The Phelan Children, six children who were born to three different women (a seventh one died in a car accident). All of them, despite being given a gift of $5 million at the age of 21, are either broke or heavily in debt. They are desperate for a cut of Troy's wealth and employ even greedier lawyers.
- Troy Junior: The oldest child. On his second marriage, his business ventures always end in failure. He was kicked out of college for selling drugs. Completely spent his $5 million before he was thirty and was fired from multiple positions in his father's company.
- Rex Phelan: The second child. Currently owes more than $7 million and is under investigation by the FBI for being a director in a failed bank. Runs a series of strip clubs although all his assets are in the name of his wife, herself an ex-stripper.
- Libbigail Phelan Jeter: The oldest daughter by Troy's first marriage with a long history of drug abuse. Currently married to her third husband, an ex-biker she met while in rehab.
- Mary Ross Phelan Jackman: The youngest child from Troy's first marriage. The only Phelan heir still married to his or her first spouse. Considered the least volatile and most level-headed of her siblings, being the only one without any arrests, addictions or expulsions. She and her husband (an orthopedist) live a wealthy lifestyle but are heavily in debt.

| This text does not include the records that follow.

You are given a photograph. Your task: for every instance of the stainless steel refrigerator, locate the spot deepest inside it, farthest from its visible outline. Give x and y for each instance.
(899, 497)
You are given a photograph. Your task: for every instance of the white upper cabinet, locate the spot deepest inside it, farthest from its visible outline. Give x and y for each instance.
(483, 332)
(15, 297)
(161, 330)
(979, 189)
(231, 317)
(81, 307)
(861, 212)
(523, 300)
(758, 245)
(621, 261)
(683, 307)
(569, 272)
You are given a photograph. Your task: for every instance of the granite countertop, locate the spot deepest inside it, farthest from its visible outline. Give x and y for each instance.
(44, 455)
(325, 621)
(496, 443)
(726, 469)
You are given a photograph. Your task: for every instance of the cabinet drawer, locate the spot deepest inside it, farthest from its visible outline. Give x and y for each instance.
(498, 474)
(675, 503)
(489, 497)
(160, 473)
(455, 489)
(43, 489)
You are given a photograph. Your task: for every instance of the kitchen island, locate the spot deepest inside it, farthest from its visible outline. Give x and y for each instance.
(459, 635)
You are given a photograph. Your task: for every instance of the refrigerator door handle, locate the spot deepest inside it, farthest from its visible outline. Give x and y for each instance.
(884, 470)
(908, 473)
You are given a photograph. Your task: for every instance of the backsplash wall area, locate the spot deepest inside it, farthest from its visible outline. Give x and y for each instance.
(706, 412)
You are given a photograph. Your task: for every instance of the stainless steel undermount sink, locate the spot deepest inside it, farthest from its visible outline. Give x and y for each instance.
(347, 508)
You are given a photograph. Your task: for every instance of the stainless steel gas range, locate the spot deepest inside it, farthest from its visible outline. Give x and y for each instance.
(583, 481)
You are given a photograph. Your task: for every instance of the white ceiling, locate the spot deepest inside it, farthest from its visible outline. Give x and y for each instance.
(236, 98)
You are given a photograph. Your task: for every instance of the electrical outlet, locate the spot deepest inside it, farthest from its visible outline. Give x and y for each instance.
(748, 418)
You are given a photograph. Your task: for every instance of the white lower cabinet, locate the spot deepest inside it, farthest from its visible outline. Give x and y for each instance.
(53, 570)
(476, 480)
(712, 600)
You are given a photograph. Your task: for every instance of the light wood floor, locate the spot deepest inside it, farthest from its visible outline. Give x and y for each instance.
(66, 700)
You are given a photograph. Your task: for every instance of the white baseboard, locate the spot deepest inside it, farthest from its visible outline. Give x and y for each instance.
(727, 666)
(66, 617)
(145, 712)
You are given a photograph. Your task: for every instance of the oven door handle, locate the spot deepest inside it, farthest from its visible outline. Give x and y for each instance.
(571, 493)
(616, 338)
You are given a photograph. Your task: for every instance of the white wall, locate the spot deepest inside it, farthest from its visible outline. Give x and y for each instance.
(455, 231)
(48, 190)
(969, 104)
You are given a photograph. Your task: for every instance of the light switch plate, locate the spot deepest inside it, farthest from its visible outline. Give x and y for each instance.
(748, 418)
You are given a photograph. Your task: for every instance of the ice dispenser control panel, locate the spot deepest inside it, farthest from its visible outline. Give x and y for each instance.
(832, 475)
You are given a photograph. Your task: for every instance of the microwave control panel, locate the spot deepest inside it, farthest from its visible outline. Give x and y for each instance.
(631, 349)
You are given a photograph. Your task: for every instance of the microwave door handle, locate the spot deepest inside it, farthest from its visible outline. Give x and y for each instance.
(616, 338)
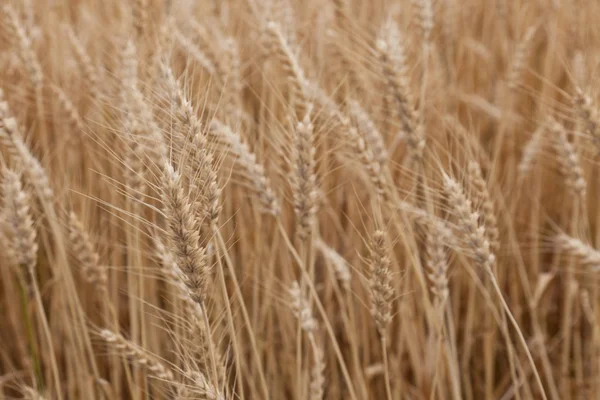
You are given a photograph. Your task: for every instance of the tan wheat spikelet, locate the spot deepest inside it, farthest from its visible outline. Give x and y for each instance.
(380, 283)
(85, 254)
(184, 234)
(483, 198)
(90, 72)
(340, 266)
(18, 224)
(437, 266)
(317, 382)
(250, 168)
(20, 37)
(303, 178)
(533, 147)
(589, 114)
(391, 55)
(369, 131)
(587, 255)
(514, 75)
(425, 15)
(301, 308)
(467, 221)
(278, 46)
(138, 355)
(568, 159)
(200, 387)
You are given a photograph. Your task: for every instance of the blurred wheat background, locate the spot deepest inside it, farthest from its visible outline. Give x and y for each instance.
(317, 199)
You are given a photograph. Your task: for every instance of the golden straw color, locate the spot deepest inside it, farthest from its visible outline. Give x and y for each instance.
(318, 199)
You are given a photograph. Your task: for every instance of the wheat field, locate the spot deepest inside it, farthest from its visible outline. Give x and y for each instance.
(317, 199)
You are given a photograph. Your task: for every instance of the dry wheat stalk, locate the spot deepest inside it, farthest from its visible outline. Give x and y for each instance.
(589, 114)
(369, 131)
(568, 160)
(249, 167)
(317, 383)
(138, 355)
(437, 266)
(278, 46)
(301, 308)
(380, 282)
(514, 75)
(18, 224)
(91, 73)
(467, 220)
(534, 146)
(303, 178)
(483, 198)
(199, 387)
(340, 265)
(587, 255)
(425, 17)
(184, 234)
(12, 137)
(390, 52)
(86, 255)
(19, 36)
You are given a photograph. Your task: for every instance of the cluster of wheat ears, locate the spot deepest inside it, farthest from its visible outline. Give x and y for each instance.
(279, 199)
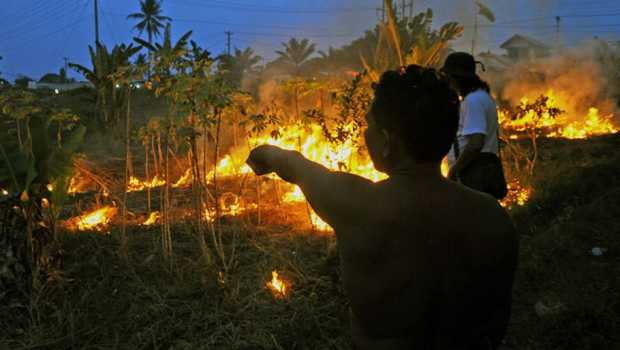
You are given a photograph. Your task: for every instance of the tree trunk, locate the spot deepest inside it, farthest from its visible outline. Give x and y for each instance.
(127, 171)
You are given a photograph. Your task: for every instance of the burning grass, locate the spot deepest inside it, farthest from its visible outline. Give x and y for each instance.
(95, 220)
(107, 301)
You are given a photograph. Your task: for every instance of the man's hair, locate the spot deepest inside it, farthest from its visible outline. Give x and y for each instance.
(418, 106)
(469, 85)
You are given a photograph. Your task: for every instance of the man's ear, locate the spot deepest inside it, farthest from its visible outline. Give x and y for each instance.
(387, 146)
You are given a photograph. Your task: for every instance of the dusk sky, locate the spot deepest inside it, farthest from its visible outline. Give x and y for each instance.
(35, 35)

- Geena Phelan Strong: The surviving child of Troy's second marriage (her brother Rocky was killed in a car crash in high school). Married to her second husband, whose business ventures have all been poor investments. Described with her husband as being "two immature kids living a pampered life with someone else's money, and dreaming of the big score." Shifty, dishonest, glib and quick with the half-truth, thus considered as being the most dangerous of the heirs.
- Ramble Phelan: The youngest child overall, and the only one from Troy's third marriage is fourteen years old and hasn't received any money yet. Only attends school when he feels like it, lives in his basement, avoids his mother as much as possible, has never had a paying job, played any sports or seen the inside of a church. Likes to play the guitar and dreams of being a rock star. Considered to be the "scariest" of the Phelan heirs.

==Film adaptation==

According to The Hollywood Reporter, in 2009, producers Mark Johnson and Hunt Lowry were developing a film adaptation of The Testament. Stuart Blumberg was attached to direct the film adaptation.